Leben, Arbeit, Politik: von deren Vermittlung reden viele. Aber wie kann das Problem praktisch angegangen werden? Ein wichtiger Teil der Antwort, die das "Projekt A" zu Anfang gegeben hat, lautete: Doppelprojekte! Das hieß, kurz gesagt, daß Leute, die sich mögen und miteinander arbeiten und leben wollen, als Gruppe zu Trägern von zwei zwar verschiedenen, aber doch zusammengehörenden Projekten wird. Ein Doppelprojekt war z.B. gedacht als die organisatorische Verbindung eines effizienten ökonomischen Projekts mit einer unterstützungsbedürftigen politischen (oder sozialen) Initiative. Dieses Grundmodell hat sich bis heute durch die verschiedenen praktischen Erfahrungen, die damit gemacht wurden, ziemlich erweitert und abgewandelt. Aber auch bei den heute real vorhandenen Mehrfachprojekten und den Vorstellungen von projektübergreifenden Fondssystemen wird versucht, die Grundidee zu erhalten.

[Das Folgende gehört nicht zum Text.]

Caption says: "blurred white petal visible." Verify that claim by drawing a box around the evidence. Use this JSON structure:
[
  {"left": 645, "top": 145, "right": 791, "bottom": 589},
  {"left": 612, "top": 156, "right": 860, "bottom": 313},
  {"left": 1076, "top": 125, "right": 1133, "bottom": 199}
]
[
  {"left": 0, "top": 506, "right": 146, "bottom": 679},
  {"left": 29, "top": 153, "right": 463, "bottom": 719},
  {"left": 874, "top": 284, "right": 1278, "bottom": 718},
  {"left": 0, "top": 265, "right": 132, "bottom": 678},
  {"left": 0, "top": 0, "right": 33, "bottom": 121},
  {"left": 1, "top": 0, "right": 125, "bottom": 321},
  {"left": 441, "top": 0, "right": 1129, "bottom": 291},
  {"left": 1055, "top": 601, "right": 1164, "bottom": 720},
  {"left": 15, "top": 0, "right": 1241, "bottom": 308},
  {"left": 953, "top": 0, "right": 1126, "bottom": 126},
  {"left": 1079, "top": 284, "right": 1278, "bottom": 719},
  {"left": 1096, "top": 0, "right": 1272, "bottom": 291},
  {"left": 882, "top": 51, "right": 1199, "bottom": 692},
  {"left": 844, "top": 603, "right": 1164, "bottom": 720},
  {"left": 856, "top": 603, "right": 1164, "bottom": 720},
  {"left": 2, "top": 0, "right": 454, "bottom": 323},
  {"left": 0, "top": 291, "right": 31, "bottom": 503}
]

Von der "Urgruppe" bis zur "Stadt X"

Als die "Projekt A"-Interessierten dann zusammenkamen, um über das Modell und seine Umsetzung zu beratschlagen, waren die "Bundestreffen" entstanden. Hier sollten soziale und kommunikative Fäden geknüpft werden und solche Prozesse ablaufen, die einen entweder persönlich näherbrachten oder Unvereinbarkeiten von vornherein klarstellten. Aus den Bundestreffen sollte die "Urgruppe" hervorgehen, jene Gruppe, die gemeinsam am "Tag X" in eine noch auszuwählende "Stadt X" ziehen würde, um dort mit mehreren Projekten den Start der "Unterwanderungsphase" vorzubereiten.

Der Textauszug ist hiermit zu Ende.